We consider the problem of fairly allocating a sequence of indivisible items that arrive online in an arbitrary order to a group of n agents with additive normalized valuation functions. We consider both the allocation of goods and chores and propose algorithms for approximating maximin share (MMS) allocations. When agents have identical valuation functions the problem coincides with the semi-online machine covering problem (when items are goods) and load balancing problem (when items are chores), for both of which optimal competitive ratios have been achieved. In this paper, we consider the case when agents have general additive valuation functions. For the allocation of goods, we show that no competitive algorithm exists even when there are only three agents and propose an optimal 0.5-competitive algorithm for the case of two agents. For the allocation of chores, we propose a (2-1/n)-competitive algorithm for n>=3 agents and a square root of 2 (approximately 1.414)-competitive algorithm for two agents. Additionally, we show that no algorithm can do better than 15/11 (approximately 1.364)-competitive for two agents.

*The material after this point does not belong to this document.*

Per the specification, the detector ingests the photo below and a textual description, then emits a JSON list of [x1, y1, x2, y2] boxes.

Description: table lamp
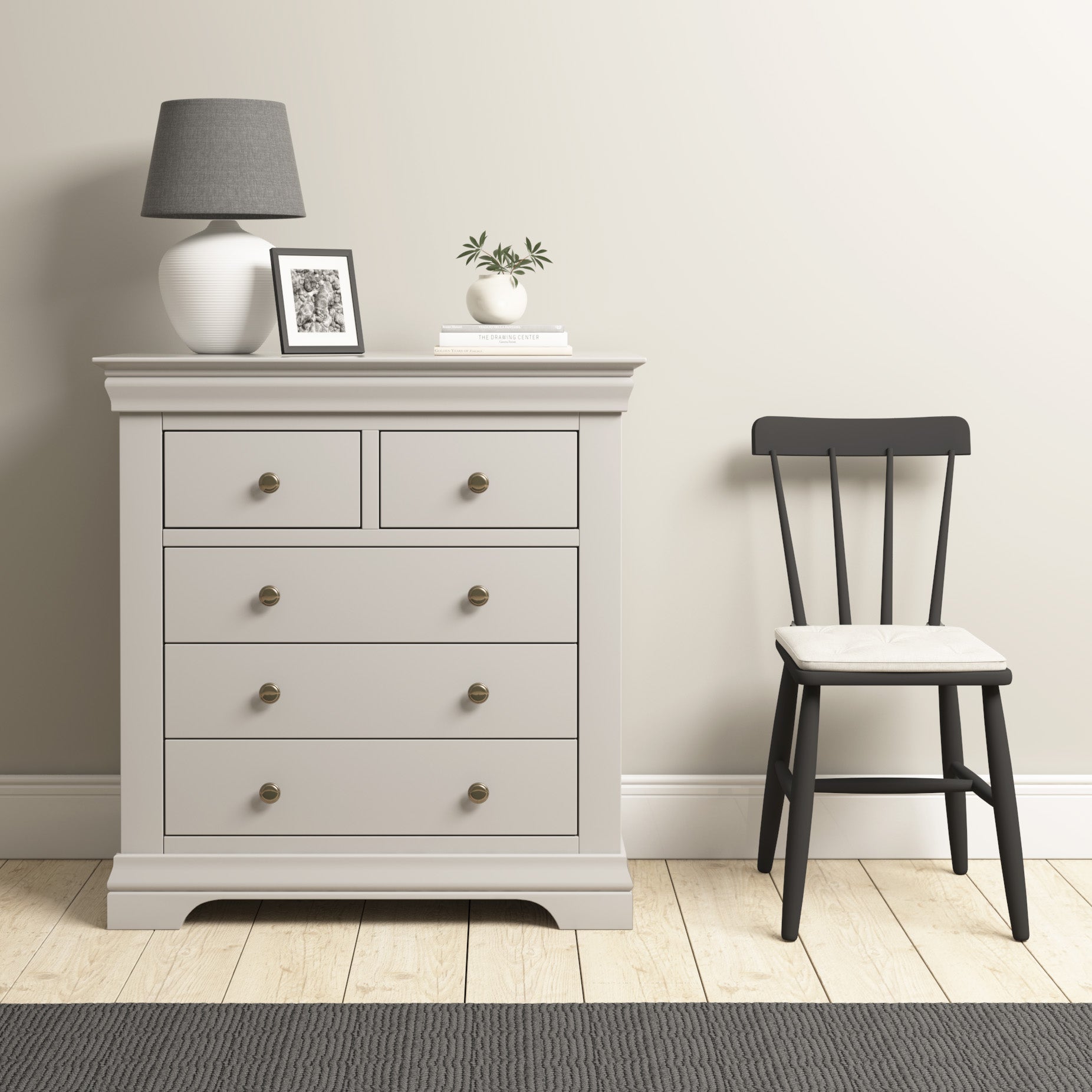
[[141, 98, 305, 353]]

翻译：我们考虑将按任意顺序在线到达的一系列不可分物品公平分配给一组具有可加归一化估值函数的n个智能体的问题。我们同时考察了物品与杂务的分配，并提出了近似最大化最小份额（MMS）分配的算法。当智能体具有相同的估值函数时，该问题分别转化为半在线机器覆盖问题（当物品为正向商品时）和负载均衡问题（当物品为杂务时），两者均已实现最优竞争比。本文中，我们考虑智能体具有一般可加估值函数的情形。对于正向商品的分配，我们证明即使只有三个智能体也不存在竞争性算法，并为两个智能体的情形提出一个最优的0.5-竞争比算法。对于杂务的分配，我们为n≥3个智能体提出一个(2-1/n)-竞争比算法，为两个智能体提出一个根号2（约1.414）-竞争比算法。此外，我们证明对于两个智能体的情形，任何算法的竞争比都不得优于15/11（约1.364）。